In the wake of violence at Dawson College, Prime Minister Stephen Harper has temporarily stopped pandering to the Christian rightwingers opposing same-sex marriage and started pandering to the conservative law-and-order types. But does that mean that equal marriage is safe?
While campaigning last December, Harper promised to revisit Canada’s same sex marriage legislation if elected. In June, Harper confirmed he would address it this fall. Before the Sep 13 events at Dawson College, pundits pegged the probable date of a Conservative motion at Sep 28. Now, some experts suggest that the motion has been dropped from the fall agenda.
When it does hit the Parliamentary agenda, Harper’s marriage strategy will be two-pronged. First, he will introduce a motion asking MPs to vote on whether they would like to see the equal marriage discussion re-opened. If it passes, a second vote will repeal the legislation and establish marriage as between a man and a woman. But numbers bandied about by Egale suggest that the initial vote will fail, since some MPs who oppose equal marriage don’t want to reopen the divisive issue.
“A lot of MPs are keeping their cards close to their chest,” says Gilles Marchildon, executive director of Egale.
“I’m still cautiously optimistic.”
Religious groups opposing equal marriage have invited their supporters to contact their MPs.
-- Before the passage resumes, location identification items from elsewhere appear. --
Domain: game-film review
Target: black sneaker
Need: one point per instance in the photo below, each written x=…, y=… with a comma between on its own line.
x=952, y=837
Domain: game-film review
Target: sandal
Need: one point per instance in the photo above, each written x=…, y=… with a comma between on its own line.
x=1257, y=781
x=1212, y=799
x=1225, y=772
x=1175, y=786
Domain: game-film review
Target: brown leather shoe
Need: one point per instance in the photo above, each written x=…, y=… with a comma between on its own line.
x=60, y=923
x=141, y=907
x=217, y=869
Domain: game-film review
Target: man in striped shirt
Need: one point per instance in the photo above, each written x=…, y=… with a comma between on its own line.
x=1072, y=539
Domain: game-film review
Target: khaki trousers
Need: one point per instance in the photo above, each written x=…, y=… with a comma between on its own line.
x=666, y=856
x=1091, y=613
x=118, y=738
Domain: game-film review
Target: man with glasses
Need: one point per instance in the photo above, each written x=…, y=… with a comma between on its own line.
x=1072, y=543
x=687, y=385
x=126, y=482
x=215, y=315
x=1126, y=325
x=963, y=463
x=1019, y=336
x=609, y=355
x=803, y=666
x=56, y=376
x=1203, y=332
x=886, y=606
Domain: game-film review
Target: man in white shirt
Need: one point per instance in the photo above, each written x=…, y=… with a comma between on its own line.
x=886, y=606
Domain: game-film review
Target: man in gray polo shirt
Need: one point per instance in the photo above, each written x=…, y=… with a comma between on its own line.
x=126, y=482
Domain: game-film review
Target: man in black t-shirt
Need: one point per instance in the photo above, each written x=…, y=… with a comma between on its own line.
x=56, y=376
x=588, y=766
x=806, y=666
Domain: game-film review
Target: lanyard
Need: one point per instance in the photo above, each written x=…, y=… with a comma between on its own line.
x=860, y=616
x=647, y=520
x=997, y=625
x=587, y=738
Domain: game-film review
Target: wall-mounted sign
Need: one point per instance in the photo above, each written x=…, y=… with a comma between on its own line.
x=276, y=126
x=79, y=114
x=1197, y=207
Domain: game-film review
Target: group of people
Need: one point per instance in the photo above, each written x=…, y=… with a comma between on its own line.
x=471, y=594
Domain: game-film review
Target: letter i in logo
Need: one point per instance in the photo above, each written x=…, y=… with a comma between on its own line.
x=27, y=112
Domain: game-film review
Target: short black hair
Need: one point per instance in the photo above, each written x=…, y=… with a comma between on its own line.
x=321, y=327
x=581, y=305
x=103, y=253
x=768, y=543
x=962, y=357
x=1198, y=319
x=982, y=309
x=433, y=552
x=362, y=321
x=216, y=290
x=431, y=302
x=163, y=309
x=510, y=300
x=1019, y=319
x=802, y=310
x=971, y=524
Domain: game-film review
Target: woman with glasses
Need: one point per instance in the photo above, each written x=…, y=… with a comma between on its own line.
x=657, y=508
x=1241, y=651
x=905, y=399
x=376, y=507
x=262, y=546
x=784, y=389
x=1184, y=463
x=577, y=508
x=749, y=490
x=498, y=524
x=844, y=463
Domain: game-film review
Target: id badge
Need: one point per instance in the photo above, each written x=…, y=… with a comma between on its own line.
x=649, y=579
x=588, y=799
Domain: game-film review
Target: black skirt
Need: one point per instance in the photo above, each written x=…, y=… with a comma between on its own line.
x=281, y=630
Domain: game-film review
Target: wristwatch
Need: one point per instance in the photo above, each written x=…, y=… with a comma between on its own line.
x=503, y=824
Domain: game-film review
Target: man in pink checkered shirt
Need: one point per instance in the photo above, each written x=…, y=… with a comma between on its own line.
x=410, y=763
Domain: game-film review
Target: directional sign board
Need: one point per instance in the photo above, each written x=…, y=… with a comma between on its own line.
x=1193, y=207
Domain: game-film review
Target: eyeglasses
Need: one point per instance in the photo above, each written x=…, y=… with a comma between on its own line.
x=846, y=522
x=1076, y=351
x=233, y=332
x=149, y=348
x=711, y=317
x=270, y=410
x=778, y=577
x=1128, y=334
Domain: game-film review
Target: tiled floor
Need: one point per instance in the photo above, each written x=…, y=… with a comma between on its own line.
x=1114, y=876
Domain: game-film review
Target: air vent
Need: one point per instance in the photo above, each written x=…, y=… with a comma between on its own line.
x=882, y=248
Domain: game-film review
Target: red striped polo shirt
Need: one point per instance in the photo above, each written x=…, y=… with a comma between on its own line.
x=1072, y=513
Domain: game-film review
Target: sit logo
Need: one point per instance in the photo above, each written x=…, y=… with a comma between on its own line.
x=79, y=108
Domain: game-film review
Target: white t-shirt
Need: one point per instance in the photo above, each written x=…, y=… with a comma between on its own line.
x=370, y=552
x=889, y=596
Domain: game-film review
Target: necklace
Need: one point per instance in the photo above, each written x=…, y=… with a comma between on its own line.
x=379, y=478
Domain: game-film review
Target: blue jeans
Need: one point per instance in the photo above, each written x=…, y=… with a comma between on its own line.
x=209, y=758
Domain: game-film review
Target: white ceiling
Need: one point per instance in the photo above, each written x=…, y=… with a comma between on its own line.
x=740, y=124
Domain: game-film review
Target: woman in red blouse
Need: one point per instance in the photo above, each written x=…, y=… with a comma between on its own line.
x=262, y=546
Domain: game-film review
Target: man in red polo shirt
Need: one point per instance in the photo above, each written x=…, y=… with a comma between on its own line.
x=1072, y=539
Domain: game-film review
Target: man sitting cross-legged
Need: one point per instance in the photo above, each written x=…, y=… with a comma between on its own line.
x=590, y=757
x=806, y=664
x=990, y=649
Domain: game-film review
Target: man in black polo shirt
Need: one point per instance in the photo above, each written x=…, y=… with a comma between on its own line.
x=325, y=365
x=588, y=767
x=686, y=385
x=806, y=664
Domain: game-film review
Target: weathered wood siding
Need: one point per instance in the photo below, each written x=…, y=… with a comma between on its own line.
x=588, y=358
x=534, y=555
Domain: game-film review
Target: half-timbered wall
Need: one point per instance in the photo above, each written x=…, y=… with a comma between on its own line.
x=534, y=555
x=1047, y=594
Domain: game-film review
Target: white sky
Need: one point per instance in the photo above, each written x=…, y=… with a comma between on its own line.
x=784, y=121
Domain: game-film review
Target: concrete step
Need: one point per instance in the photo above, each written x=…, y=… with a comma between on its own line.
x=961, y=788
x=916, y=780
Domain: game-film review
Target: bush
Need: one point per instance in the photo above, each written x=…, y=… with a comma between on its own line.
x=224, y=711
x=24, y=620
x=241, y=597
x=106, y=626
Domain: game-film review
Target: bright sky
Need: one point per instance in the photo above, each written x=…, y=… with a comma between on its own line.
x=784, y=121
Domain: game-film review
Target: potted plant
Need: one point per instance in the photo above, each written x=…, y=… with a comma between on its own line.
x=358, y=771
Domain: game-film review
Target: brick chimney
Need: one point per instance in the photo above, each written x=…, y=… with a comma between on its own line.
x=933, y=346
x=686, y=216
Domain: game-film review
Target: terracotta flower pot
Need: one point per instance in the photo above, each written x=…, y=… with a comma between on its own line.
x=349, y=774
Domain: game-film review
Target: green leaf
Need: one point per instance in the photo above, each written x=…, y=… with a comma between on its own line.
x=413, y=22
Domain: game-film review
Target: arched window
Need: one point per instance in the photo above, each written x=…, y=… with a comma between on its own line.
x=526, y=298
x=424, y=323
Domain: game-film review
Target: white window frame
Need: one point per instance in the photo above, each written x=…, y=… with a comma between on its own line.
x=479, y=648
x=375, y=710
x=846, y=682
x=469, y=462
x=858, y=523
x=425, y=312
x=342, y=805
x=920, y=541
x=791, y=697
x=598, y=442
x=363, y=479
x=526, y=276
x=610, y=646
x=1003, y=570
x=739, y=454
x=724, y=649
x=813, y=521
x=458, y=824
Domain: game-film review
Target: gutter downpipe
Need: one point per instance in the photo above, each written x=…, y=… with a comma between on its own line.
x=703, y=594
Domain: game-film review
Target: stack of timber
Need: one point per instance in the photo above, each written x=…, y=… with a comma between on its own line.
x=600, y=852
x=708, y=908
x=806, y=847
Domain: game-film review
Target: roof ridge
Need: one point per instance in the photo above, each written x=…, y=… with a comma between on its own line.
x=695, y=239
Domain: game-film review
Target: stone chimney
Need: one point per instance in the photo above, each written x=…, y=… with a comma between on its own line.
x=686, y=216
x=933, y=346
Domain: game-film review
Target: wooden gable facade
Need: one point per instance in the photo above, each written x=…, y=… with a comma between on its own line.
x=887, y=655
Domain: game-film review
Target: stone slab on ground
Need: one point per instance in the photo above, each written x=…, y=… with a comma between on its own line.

“We can’t rest on our laurels and trust that MPs will do the right thing, especially since we know that the religious right has mobilized,” Marchildon says.
Unlike full-fledged bills, Harper’s motion could be introduced and a vote forced suddenly. The question could be introduced “with little or no warning,” according to Canadians for Equal Marriage’s national coordinator, Laurie Arron.
Marchildon estimates that roughly 160 MPs are opposed to reconsidering marriage, with 136 for, and 12 undecided. Many consider a vote to re-open the issue unwinnable. An Environics poll released in June showed that 62 percent of Canadians consider the same-sex marriage debate settled, while just 27 percent want to see the issue revisited.
Same-sex marriage has been the law of the land for roughly 14 months. However, when Bill C-38 was passed last July, almost all Canadians could already get married in their home provinces, except those living in the Northwest Territories, Nunavut, PEI, and Alberta. Provincial courts in Canada’s three most populated provinces – Ontario, British Columbia, and Quebec – had legalized civil marriage for gay and lesbian couples between June of 2003 and March of 2004.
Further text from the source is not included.